Beirut Explosion Believed to Be Result of Fire at Warehouse With Highly Explosive Material

A massive explosion occurred in Beirut, the capital of Lebanon, on Tuesday. According to CNN, at least 25 people were killed in the blast, and over 2,500 other individuals were injured. The incident is believed to have been the result of a fire in a warehouse that contained highly explosive materials.

The blast took place on Tuesday near the port in Beirut. Based on videos captured by social media users, smoke could be seen billowing out of the location shortly before a massive explosion occurred, sending up a mushroom cloud-shaped shockwave through the city. The blast not only flipped over cars and damaged buildings, but it also led to numerous casualties. While officials are still trying to determine the exact figures, it is believed that at least 25 people died and thousands were injured. Although, that number could climb higher as officials investigate the full extent of the damage that the explosion caused. As previously mentioned, this incident is believed to be the result of a fire in a warehouse that contained highly explosive materials. Lebanon's internal security chief told reporters shortly after the explosion took place that they believed that the blast was caused by the highly explosive material that was in the warehouse, even though some wondered whether the location contained actual explosives.

After the explosion took place, Beirut's governor, Marwan Abboud, spoke with reporters and broke down while discussing the devastation that took place in the city. Abboud became visibly emotional as he discussed the situation with reporters. He even compared the incident to the nuclear attacks on Hiroshima and Nagasaki during World War II, telling reporters that he has never seen such a distressing sight. "It resembles to what happened in Japan, in Hiroshima and Nagasaki. That's what [it] reminds me of. In my life, I haven't seen destruction on this scale," Abboud said about the explosion, which blew out nearby windows. "This is a national catastrophe."

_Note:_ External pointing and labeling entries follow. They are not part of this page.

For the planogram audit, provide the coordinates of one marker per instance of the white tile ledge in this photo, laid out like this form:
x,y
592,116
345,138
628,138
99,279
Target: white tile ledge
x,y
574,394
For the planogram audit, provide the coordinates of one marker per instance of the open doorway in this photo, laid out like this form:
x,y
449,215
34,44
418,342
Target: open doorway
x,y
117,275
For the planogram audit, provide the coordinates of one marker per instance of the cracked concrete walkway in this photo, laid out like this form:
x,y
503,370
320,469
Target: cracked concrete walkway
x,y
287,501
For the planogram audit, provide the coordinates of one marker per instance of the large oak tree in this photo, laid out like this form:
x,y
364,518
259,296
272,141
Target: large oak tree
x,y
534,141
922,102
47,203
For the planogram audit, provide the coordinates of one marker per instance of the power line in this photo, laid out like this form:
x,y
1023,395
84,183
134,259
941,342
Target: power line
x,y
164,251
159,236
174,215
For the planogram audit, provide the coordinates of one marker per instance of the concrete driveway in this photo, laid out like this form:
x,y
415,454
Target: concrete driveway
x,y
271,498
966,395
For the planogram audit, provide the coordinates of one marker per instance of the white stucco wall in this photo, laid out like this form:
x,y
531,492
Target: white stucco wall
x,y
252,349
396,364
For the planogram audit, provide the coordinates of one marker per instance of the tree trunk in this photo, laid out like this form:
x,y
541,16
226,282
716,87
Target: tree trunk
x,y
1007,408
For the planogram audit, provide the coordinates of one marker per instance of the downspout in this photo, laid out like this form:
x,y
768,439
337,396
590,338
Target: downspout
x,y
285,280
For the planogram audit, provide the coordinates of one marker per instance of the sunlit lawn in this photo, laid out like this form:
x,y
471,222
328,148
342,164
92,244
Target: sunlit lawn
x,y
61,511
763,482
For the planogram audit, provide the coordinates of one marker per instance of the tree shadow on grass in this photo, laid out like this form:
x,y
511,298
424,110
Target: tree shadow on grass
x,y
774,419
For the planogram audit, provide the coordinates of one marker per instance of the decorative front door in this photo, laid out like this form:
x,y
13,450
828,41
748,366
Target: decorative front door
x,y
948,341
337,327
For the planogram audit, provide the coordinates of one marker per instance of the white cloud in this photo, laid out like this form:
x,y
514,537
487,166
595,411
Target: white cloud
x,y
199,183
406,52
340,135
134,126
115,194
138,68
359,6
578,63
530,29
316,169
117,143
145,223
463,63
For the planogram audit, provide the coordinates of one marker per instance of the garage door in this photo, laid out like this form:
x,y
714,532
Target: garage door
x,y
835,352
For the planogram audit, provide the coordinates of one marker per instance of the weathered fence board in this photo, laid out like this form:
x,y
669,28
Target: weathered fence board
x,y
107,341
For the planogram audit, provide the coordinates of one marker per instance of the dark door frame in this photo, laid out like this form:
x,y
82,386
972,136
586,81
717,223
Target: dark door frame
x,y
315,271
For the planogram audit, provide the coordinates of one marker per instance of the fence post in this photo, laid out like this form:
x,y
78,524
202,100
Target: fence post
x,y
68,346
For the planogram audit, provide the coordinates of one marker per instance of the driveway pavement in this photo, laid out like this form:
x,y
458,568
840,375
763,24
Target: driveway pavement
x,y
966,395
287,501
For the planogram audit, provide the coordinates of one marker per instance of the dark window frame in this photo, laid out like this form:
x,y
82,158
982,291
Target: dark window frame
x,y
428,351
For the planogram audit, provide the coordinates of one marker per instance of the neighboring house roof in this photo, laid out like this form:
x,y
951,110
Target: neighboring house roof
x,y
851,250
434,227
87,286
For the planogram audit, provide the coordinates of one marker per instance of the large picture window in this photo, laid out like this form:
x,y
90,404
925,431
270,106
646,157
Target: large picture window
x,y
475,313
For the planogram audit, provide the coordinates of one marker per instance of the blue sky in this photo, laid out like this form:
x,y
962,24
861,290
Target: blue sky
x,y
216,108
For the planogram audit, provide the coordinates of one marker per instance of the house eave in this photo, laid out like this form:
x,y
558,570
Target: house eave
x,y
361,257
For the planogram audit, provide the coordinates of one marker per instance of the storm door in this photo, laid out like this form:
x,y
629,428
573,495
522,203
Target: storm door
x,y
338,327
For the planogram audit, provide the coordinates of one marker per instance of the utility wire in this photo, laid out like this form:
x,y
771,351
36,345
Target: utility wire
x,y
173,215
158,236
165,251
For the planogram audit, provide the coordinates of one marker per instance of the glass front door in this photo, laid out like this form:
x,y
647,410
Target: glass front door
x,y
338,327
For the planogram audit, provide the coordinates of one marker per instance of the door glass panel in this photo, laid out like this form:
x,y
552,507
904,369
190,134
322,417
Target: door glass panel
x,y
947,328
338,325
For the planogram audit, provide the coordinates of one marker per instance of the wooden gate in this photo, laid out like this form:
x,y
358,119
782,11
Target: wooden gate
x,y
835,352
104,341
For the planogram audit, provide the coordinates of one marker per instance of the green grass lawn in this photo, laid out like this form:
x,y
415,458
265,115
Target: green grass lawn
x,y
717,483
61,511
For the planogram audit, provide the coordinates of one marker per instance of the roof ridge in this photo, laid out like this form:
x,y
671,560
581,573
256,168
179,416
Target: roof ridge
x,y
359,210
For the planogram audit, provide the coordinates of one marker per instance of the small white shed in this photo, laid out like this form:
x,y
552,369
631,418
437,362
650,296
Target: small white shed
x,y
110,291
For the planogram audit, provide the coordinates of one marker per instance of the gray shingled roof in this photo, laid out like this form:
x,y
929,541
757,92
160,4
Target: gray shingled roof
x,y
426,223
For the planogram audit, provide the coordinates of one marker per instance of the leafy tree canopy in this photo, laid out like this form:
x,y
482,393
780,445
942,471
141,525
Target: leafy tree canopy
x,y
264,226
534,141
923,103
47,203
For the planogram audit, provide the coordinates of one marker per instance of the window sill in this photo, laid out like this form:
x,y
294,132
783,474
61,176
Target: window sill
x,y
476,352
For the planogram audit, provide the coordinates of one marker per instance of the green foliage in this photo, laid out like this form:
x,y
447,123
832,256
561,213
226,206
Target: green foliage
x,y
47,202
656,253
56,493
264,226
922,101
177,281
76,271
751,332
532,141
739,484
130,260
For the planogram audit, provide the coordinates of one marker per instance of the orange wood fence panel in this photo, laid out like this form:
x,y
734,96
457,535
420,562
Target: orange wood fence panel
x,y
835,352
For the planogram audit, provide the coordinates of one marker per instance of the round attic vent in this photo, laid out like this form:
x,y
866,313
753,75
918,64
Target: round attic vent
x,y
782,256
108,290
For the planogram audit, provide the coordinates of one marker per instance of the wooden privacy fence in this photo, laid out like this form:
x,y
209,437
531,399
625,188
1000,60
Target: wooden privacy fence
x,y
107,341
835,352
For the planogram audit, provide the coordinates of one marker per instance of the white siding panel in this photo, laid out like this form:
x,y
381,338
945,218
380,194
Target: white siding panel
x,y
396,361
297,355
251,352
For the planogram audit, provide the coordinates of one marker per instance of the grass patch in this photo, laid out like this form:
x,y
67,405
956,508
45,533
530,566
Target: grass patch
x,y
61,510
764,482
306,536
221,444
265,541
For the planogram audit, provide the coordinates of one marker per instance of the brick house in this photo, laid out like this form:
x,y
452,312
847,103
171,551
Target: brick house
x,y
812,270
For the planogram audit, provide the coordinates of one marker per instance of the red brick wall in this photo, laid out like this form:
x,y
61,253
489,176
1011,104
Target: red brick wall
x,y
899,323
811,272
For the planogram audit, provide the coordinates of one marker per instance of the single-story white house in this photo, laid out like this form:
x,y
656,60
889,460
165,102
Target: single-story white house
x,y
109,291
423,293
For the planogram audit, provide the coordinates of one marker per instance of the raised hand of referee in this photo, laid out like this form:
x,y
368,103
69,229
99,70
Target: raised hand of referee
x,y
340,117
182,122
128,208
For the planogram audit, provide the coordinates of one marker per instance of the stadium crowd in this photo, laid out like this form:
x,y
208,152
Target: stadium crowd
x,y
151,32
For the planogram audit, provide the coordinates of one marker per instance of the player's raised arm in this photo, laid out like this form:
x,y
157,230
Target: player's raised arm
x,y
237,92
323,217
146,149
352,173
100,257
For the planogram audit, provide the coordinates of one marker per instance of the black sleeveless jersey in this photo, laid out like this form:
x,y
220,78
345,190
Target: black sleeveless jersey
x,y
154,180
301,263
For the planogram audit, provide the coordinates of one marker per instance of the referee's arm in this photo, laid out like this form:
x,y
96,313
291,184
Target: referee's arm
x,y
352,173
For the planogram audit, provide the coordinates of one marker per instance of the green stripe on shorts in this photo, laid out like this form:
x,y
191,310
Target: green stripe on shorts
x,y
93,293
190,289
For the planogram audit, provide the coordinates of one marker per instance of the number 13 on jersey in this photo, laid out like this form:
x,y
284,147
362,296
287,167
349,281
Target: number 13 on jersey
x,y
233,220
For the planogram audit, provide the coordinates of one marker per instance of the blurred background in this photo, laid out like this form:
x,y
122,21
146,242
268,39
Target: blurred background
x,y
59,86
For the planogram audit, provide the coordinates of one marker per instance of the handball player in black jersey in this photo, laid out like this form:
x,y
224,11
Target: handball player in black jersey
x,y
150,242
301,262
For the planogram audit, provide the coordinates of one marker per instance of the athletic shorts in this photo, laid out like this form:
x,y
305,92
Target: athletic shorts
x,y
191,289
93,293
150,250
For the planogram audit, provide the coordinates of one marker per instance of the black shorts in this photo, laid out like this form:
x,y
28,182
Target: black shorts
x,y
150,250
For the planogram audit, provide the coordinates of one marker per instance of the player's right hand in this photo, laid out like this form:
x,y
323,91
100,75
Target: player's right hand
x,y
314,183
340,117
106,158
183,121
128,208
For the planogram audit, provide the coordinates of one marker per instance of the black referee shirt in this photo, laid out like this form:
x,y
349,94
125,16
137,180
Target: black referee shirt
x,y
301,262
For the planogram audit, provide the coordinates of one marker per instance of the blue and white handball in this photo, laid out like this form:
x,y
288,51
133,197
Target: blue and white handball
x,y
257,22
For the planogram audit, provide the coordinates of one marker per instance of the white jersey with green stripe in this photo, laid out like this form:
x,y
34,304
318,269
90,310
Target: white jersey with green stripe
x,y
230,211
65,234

Rania Masri, who witnessed the explosion, also recounted just how devastating the blast was. She even compared it to that of an earthquake (as CNN noted, the explosion could be felt as far away as Cyprus, which is hundreds of miles away from Beirut). "The apartment shook horizontally, and all of a sudden, it felt like an explosion, and the windows and doors burst open," Masri said. "The glass just broke. So many homes were damaged or destroyed."